In remarks to the Blake School alumni in Minneapolis, MacMillan cited current ethanol policy as just one example of how well-intentioned but poorly thought-through policies can contribute to run-ups in food prices and distortions in the market economics needed to assure the availability of food needed by a rapidly escalating global population.
Four in ten bushels of corn now produced in the United States now go to production of ethanol, he noted. Such massive diversion of a cornerstone commodity from food to fuel use isn’t the sole factor behind recent run-ups in commodity prices, he acknowledged, but its effects cannot be ignored.
“Bad ag policy is no cure for bad energy policy,” he said.
MacMillan warned that the task of feeding a global population that will increase to over 10 billion by 2050 will require adoption of policies that allow markets to function as freely as possible and trade to expand to exploit comparative advantage wherever it exists.
Feeding the bigger, hungrier world is possible, he said, if nations recognize and embrace the critical role of improved plant genetics and other improving agricultural technologies, especially those related to better crop production and better crop-production management. Adoption of such enlightened policies not only will help expand food production to meet anticipated demand growth but also will do more to protect and sustain the earth’s natural resources, he said.
Launching New Product with Tight Budget Demands Smart Marketing Decisions
The weak global economy has businesses scrambling to find new, cost-conscious approaches to new product launches. But limited marketing budgets don’t necessarily mean limited launch success.

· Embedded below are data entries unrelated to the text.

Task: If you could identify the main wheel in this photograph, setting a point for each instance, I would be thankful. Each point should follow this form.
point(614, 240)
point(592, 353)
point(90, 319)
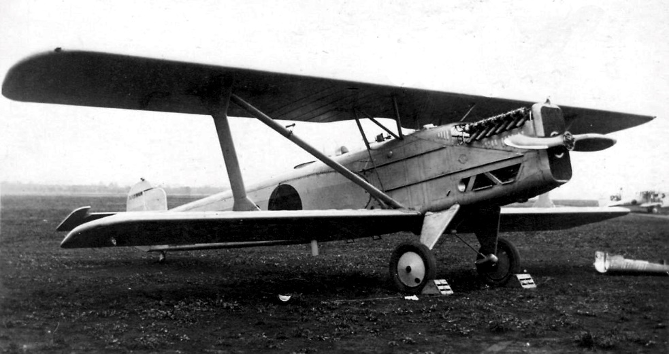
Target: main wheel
point(509, 263)
point(412, 265)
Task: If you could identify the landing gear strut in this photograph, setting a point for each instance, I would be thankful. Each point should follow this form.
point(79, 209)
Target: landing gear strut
point(508, 264)
point(412, 266)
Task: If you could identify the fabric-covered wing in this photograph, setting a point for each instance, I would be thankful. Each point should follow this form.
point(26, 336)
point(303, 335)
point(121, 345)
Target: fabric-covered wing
point(117, 81)
point(186, 228)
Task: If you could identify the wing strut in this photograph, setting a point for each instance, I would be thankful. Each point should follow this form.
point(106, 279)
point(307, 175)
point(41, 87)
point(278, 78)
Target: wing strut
point(397, 116)
point(379, 195)
point(217, 103)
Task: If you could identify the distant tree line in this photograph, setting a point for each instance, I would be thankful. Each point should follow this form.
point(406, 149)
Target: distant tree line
point(106, 189)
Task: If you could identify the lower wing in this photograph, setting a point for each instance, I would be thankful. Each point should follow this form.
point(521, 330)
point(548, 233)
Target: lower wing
point(197, 230)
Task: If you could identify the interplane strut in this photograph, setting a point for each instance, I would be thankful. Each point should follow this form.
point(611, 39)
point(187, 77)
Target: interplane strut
point(217, 104)
point(376, 193)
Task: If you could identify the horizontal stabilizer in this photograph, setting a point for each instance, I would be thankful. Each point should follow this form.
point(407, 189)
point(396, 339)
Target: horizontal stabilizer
point(81, 216)
point(188, 228)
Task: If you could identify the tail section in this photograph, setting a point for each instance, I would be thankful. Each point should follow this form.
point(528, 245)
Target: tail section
point(144, 197)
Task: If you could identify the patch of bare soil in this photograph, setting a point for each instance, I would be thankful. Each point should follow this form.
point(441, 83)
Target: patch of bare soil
point(122, 300)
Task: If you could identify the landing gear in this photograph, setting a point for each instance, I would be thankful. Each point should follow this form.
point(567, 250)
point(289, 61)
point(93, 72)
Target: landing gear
point(508, 264)
point(412, 266)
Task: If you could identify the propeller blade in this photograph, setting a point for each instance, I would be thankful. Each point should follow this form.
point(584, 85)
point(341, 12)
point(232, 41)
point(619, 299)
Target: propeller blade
point(581, 142)
point(593, 142)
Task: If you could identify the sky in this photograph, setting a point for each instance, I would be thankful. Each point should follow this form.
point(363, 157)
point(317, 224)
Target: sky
point(600, 54)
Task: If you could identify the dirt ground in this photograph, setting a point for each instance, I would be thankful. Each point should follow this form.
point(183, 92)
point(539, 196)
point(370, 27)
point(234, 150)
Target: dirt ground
point(122, 300)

That’s the conclusion reached by sales professionals meeting in Las Vegas recently to plan release of the New Met Lab One™, a innovative new entry into the demanding field of metrology and gas flow calibration. The ML One™, developed by Bios International of Butler, N.J., builds on existing technology to deliver superior gas flow calibration across a much wider spectrum of uses.
It sounds less than exciting to the layperson. But to the semiconductor, pharmaceutical, energy and other fields dependent upon high-precision process controls, such innovations can mean millions and millions of dollars to the bottom line.

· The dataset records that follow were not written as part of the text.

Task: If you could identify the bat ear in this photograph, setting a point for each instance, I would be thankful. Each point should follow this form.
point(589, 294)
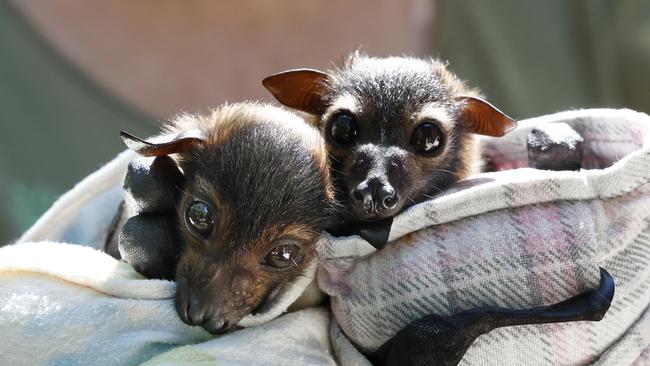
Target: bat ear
point(300, 89)
point(482, 118)
point(184, 142)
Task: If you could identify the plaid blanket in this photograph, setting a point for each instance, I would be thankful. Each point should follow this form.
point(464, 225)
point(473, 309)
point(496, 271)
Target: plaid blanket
point(516, 239)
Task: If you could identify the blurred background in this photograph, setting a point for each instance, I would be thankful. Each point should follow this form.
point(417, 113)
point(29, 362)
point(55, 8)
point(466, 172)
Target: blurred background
point(73, 73)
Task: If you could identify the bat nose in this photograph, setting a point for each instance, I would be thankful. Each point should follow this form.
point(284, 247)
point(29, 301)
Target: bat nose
point(374, 195)
point(387, 196)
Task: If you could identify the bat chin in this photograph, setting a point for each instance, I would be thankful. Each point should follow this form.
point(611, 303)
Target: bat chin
point(269, 300)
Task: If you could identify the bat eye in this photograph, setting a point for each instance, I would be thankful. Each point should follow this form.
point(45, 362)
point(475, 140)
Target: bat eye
point(284, 256)
point(427, 138)
point(200, 217)
point(343, 128)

“The ML One™ clearly is a breakthrough product,” said Harvey Padden, CEO of Bios. “But it’s very tough sell in an economy like this, and we can’t justify an expensive traditional launch campaign. We had to focus our marketing less on a shotgun approach to getting the word out than a rifle-shot strategy of reaching exactly the right target customers with exactly the right message.”
The product’s marketing plan, developed in conjunction with WestWord Communications, focused on aggressive use of video and other interactive techniques designed to provide a hands-on product experience involving the Bios sales force and individual customers.

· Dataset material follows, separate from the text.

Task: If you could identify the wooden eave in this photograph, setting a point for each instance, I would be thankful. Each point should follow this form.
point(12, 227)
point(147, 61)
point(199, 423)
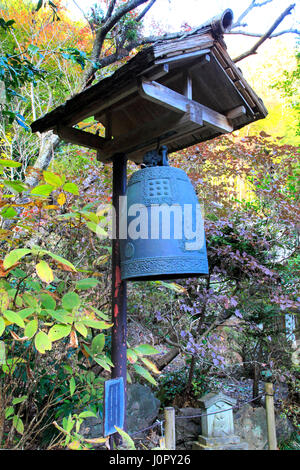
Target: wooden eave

“Initial results have been great,” Padden said. “Allowing people to see and touch the product give us a chance to explain the value and payback far more effectively than any ad or brochure. When you’re offering a product this sophisticated and this valuable, it’s the personal touch that makes all the difference.”
See the marketing video produced by WestWord Communications and WalkerTek Interactive Marketing of Fairfield, N.J., at http://vimeo.com/29853666.
Social Media Interest Continues to Grow
Use of social media to reach diverse audiences quickly and effectively remains one of the major areas of interest among an expanding set of communication professionals.
Recent project work completed by WestWord Communications shows the general issue of social media is among the top three issues cited by clients as a “top priority” for 2012. Clients expressed interest in several key aspects of the social media phenomenon, including audience segmentation, consolidation or emergence of preferred social media channels and standardization of the metrics used to measure the effectiveness of social media communications.